Education Secretary Betsy DeVos has announced new proposed regulations that essentially provide more protections for the accused in college sexual assault cases and make it harder for survivors to report incidents by narrowing the definition of sexual misconduct.
It is a curious proposal at the height of the #MeToo movement. It is a curious proposal at a time of rising sexual assaults on campus. It does, however, fit with President Trump’s recent remarks on #MeToo after the Brett Kavanaugh hearings. He said the movement makes it is a bad time to be a man.
The departmental statements say that the proposals, anticipated for several months, aim to clarify and to bring better balance to charges and defense in the non-criminal world of campus justice. Indeed, what they likely will do is reduce the number of sexual misconduct cases brought overall, which saves money for colleges, according to estimates included with the proposals.
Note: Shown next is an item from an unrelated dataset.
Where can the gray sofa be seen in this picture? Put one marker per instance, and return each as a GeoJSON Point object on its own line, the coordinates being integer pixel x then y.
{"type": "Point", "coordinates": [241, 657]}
“Every survivor of sexual violence must be taken seriously, and every student accused of sexual misconduct must know that guilt is not predetermined. We can, and must, condemn sexual violence and punish those who perpetrate it, while ensuring a fair grievance process. Those are not mutually exclusive ideas. They are the very essence of how Americans understand justice to function,” reads the statement.
As soon as these proposed changes are published in the Federal Register, the public can comment on them during a 60-day review period. The proposed rule, section-by-section are here. The full rule in its entirety is here.
To those who have been involved in Title IX cases, under which sexual misconduct cases fall, the proposals are a pretty clear message to let schools off the hook for sexual assault allegations and a boost for colleges’ bottom lines. In August, leaked copies of the new policy drew heavy criticism from survivor advocacy groups for making it harder for victims to report harassment and assault.
Title IX, the federal civil rights law created to ensure gender equality in education, applies to all schools that receive federal funding, including nearly all colleges and universities, all public K-12 schools and a few private K-12 schools that receive federal dollars. The regulations differ slightly for K-12 schools versus college and university campuses.
The suggested guidelines narrow the definition of sexual misconduct, defining it as “unwelcome conduct on the basis of sex that is so severe, pervasive, and objectively offensive that it effectively denies a person equal access to the recipient’s education program or activity.” That is in accord with Supreme Court decision language, the department says.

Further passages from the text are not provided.